Less known Solaris features - IP Multipathing (Part 1): Introduction

root was sitting in SuperUser castle and everything was fine in the kingdom. But then a loud squeaking and creaking noise found root’s attention. The demons of hypertext wrote into the Scrolls of Log, that they couldn’t fulfill their work any longer, as the sole bridge into the vast kingdom of root lowered at this moment was broken.
Root spoke: “Use the other bridge … there are two for a reason. Do I have to think for you all?”. But the demons replied: “We can’t do that … only the infinite power of root can lower the bridge”. Thus root lowered the bridge but thought “I have to do more important things than lowering bridges”. Thus root spoke a chant of infinite power and a daemon was spawned from the ether. root told the daemon “You are the guardian of the link!

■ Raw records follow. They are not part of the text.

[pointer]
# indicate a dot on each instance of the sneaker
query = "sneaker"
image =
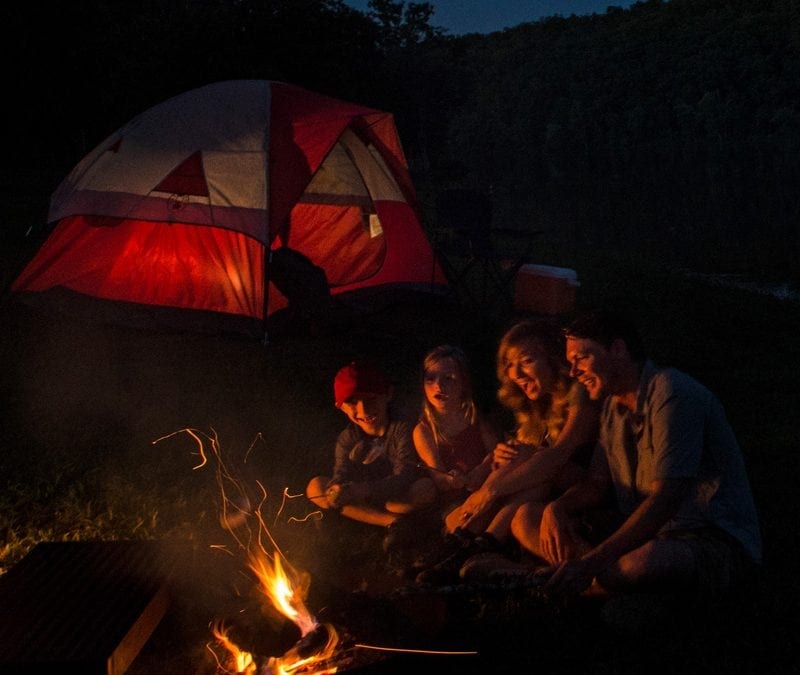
(399, 535)
(446, 571)
(493, 567)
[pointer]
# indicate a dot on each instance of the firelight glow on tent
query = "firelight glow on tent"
(179, 208)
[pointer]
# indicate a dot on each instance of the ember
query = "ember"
(321, 648)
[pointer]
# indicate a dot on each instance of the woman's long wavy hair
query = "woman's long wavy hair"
(540, 420)
(429, 414)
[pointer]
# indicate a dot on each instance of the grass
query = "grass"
(82, 405)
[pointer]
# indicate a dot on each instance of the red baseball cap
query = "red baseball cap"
(358, 377)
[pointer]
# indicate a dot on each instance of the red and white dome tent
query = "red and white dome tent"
(178, 209)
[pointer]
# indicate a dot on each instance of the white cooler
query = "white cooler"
(542, 289)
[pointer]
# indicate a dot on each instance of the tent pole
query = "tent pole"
(265, 304)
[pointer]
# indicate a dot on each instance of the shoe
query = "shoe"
(446, 570)
(407, 531)
(494, 567)
(400, 534)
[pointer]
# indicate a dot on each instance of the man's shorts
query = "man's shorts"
(721, 562)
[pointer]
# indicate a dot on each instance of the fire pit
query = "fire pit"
(87, 605)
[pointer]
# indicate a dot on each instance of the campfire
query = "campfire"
(322, 647)
(318, 641)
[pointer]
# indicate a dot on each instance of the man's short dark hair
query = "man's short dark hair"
(604, 326)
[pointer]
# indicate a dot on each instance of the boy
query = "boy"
(375, 479)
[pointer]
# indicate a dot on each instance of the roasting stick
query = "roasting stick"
(416, 651)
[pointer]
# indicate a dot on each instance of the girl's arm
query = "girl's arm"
(544, 464)
(429, 454)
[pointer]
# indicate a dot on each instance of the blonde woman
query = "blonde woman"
(451, 438)
(556, 426)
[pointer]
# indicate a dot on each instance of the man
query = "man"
(666, 455)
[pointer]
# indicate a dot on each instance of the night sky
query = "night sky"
(485, 16)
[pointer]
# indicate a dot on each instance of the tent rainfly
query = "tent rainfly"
(180, 208)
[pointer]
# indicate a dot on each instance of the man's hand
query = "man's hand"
(342, 494)
(510, 451)
(569, 578)
(558, 537)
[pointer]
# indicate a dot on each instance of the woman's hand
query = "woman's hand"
(457, 479)
(342, 494)
(510, 451)
(474, 506)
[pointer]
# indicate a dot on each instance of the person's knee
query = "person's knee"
(525, 526)
(423, 492)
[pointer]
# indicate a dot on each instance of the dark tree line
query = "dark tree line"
(672, 127)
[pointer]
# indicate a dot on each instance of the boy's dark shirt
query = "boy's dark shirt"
(391, 473)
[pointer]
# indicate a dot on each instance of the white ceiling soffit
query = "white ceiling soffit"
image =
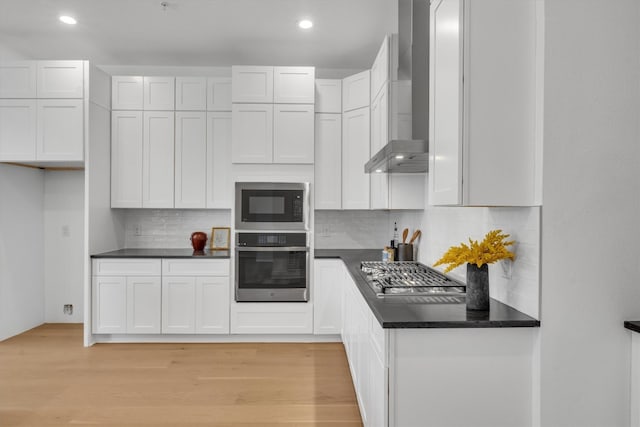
(346, 33)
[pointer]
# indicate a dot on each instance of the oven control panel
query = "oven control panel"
(271, 239)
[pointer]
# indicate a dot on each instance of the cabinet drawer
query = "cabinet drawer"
(127, 267)
(195, 267)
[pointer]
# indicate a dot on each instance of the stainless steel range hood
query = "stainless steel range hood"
(408, 153)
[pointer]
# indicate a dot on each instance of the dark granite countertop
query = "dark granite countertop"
(633, 325)
(163, 253)
(394, 314)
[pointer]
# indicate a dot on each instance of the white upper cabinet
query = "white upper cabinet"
(126, 159)
(219, 178)
(157, 159)
(293, 135)
(355, 153)
(191, 160)
(252, 133)
(60, 130)
(356, 91)
(60, 79)
(126, 93)
(191, 93)
(219, 94)
(252, 84)
(328, 96)
(159, 93)
(328, 161)
(18, 122)
(294, 85)
(485, 128)
(18, 79)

Protect it. Guard it. And when everything else fails, you are allowed to lower the second bridge to SuperUser castle.”

Introduction

Before people start to think about clusters and load balancers to ensure the availability, they should start with the low hanging fruits. Such a low hanging fruit is the protection of the availability of the network connection. Solaris has an integrated mechanism to ensure this availability. It’s called IP Multipathing. IP Multipathing is an important part of the solution for an ever reoccurring problem , as almost all applications interact with the outside world on one way or the other. Thus ensuring the mechanisms of communication is a part of almost all architectures. Even when you have other availability mechanisms like balancers, you want to use a protection of the IP connection out of a simple reason: Many applications have a session context and not all software architectures can replicate those session contexts to another system to enable a failover without loosing the session. So do you really want to loose this context just because of a failing network card or because of a admin unplugging a cable? Or do you really want to provoke a cluster failover because of a failing network card? IPMP can keep such failures on a low level without needing high-availability mechanisms with a much larger impact. Out of this reason IP Multipathing is an important part for most HA infrastructures. This tutorial wants to give you an introduction in this topic. It’s not really an “less known feature” because for many people working with Solaris, IPMP is a daily part of their work. But many people new to Solaris or OpenSolaris aren’t aware of the fact that Solaris has an integrated mechanism for IP Multipathing (As well as most newbies to Solaris aren’t aware of MPxIO … the counterpart of IPMP for storage). Furthermore this tutorial wants to give some insights into new developments in the field of IP Multipathing.

Where should I start?

This tutorial will explain two mechanisms, because the realm of “IP Multipathing” is a topic in flux at the moment. The implementation in Solaris 10 and older releases of Opensolaris (before Build 107) is vastly different to the implementation in current releases of Opensolaris(Build 107 and up). I thought a while about the problem, what method should make the start in this tutorial. At the end I decided to explain the new IPMP mechanism first as the concepts of multipathing are a little bit more obvious in the new implementation.